Russia’s newest breeder reactor goes into commercial operation

beloyarskrosenergoatom The BN-800 reactor, one of Russia's two functioning breeder reactors. Credit: Rosenergoatom

Reactor No 4 of the Beloyarsk nuclear power plant in the in the Sverdlovsk region of Russia has started commercial operation, state nuclear corporation Rosatom announced Monday.

The reactor is a powerful sodium-cooled fast-breeder and its operation marks a step by Russia toward developing a closed nuclear fuel cycle, a subject of concern among some environmentalists and nonproliferation experts.
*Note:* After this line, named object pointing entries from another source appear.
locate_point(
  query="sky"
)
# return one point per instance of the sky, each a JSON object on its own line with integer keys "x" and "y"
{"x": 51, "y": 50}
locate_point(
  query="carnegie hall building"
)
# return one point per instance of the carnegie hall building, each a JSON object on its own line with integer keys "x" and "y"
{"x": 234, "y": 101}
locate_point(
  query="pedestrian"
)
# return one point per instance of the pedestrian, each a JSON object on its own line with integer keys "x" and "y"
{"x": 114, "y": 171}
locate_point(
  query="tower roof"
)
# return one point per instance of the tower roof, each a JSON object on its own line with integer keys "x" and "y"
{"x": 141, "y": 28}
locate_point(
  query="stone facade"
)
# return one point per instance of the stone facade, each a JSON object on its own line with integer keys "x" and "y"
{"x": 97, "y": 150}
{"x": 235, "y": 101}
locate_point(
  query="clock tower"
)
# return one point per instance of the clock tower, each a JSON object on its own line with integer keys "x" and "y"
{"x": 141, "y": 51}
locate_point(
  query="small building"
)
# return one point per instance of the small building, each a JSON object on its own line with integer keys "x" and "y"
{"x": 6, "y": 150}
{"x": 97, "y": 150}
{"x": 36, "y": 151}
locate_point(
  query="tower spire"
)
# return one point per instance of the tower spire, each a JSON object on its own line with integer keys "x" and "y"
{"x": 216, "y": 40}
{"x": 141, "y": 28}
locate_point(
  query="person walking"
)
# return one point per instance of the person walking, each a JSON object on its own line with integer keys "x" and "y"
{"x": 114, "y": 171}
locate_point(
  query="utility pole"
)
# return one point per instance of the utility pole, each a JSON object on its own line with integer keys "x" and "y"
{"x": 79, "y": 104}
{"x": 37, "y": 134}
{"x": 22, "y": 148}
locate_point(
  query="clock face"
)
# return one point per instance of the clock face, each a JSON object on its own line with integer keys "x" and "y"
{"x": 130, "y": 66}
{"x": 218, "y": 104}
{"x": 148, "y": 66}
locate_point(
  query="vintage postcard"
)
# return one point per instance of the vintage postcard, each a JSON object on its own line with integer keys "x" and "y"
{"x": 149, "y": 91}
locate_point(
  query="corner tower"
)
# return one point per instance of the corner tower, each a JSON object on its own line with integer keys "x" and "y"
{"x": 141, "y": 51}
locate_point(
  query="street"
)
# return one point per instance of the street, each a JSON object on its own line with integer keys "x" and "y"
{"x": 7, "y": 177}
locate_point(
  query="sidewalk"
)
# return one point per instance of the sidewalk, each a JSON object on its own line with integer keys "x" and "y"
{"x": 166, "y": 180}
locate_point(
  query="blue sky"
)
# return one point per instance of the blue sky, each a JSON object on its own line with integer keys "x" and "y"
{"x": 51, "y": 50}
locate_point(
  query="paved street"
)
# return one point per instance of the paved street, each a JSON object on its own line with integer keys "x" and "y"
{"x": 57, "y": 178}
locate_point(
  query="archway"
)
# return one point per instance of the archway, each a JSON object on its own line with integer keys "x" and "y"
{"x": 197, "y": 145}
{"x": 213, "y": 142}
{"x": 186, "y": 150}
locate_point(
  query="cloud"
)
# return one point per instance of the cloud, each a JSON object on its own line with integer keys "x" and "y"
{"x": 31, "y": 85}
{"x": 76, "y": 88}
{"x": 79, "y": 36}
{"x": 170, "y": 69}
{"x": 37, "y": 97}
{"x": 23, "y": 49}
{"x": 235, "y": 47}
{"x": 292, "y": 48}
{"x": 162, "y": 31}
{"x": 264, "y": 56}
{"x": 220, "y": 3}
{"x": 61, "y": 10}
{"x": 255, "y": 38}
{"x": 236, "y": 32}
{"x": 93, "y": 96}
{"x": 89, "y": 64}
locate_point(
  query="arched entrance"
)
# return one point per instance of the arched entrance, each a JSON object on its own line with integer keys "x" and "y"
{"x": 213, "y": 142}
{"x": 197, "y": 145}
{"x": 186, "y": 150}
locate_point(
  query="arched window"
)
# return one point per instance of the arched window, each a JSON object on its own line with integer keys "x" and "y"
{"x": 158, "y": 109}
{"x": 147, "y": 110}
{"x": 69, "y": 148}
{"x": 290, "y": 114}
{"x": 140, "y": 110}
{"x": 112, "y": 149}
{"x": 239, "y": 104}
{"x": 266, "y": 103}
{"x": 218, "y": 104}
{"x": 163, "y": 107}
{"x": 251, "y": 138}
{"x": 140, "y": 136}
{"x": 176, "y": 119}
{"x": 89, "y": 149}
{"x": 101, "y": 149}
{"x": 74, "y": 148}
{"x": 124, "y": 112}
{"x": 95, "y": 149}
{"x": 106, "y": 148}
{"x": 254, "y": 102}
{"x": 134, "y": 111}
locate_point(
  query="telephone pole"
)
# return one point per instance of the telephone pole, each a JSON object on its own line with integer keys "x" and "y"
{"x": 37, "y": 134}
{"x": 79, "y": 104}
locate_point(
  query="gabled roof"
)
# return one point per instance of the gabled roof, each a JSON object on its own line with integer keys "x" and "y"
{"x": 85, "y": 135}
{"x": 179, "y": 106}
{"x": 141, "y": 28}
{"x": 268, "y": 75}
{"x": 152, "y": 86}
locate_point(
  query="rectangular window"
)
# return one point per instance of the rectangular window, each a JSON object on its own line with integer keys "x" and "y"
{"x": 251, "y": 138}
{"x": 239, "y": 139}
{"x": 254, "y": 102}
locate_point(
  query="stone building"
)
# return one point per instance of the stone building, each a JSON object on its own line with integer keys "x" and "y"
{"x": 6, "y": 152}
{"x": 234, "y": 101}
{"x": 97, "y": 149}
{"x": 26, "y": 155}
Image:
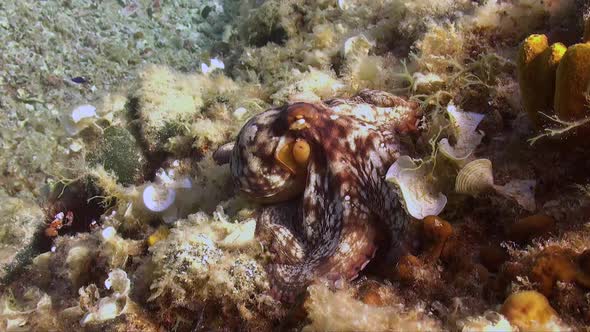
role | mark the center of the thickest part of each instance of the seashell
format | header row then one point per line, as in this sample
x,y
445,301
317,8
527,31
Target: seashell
x,y
522,191
158,199
118,282
476,177
80,118
464,125
357,45
418,195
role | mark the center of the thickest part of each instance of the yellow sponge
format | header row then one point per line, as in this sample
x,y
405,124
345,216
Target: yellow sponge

Rosatom described the achievement as “one of the most important events of the year for Russian nuclear power.”

Beloyarsk No 4 has been billed in the Russian media as being capable of using waste from traditional nuclear reactors, thus reducing the amount of radioactive waste that needs to be stored in a permanent sealed repository.

Beloyarsk 4 - 460 (Rosatom) The Beloyarsk No 4 reactor. (Photo: Rosatom)

Russian media has also touted the reactor as being capable of burning surplus Soviet weapons grade plutonium, though Rosatom has yet to endorse it for that purpose.

The reactor likewise receive accolades from Power, an influential industry publication in the United States, which gave the reactors isotope production and safety features high grades.

Nils Bøhmer, Bellona’s executive director and nuclear physicist said he was concerned that the reactor’s reliance on mixed uranium oxide fuel fashioned from plutonium could–if such reactors found their way to worldwide use – pose serious nuclear proliferation problems.

Bøhmer was also keeping an eye on the reactors sodium coolant system.

“Sodium is very reactive when it comes into contact with water,” he said. “Other sodium-cooled reactors have had large challenges with its coolant. This could also happen with the BN-800 reactor.

Andrey Petrov, general director of Rosatom’s civilian nuclear power plant operator subsidiary Rosenergoatom, signed the order giving permission for the start of operations of Beloyarsk’s No 4 reactor on Monday, World Nuclear News reported.

Before go-ahead from Petrov, regulator Rostekhnadzor completed all the required checks of the unit and issued a “certificate of compliance with design documentation, technical regulations and regulatory legal acts, including the requirements of energy efficiency”, Rosatom said.

The 789 MWe BN-800 Beloyarsk 4 is fuelled by a mix of uranium and plutonium oxides arranged to produce new fuel material as it burns, WNN said.

Construction of BN-800, the fourth reactor at the Beloyarsk plant, began in 1984. But it saw significant delays after the Chernobyl disaster in 1986, after which an overhaul of the reactor’s design was undertaken to boost safety. It ran into further delays when it was plagued by funding shortfalls in the wake of the Soviet collapse.

The project was reinvigorated in 2006, during a period Russian economic growth.

Beloyarsk 4’s capacity exceeds that of the world’s second most powerful fast reactor – the 560 MWe BN-600 Beloyarsk 3.

WNN reported that Beloyarsk 4 brings the total of Russia’s operating nuclear power units to 35 with a combined installed capacity of 27,127 GWe. These 35 do not include Novovoronezh 6, which is undergoing trial operation.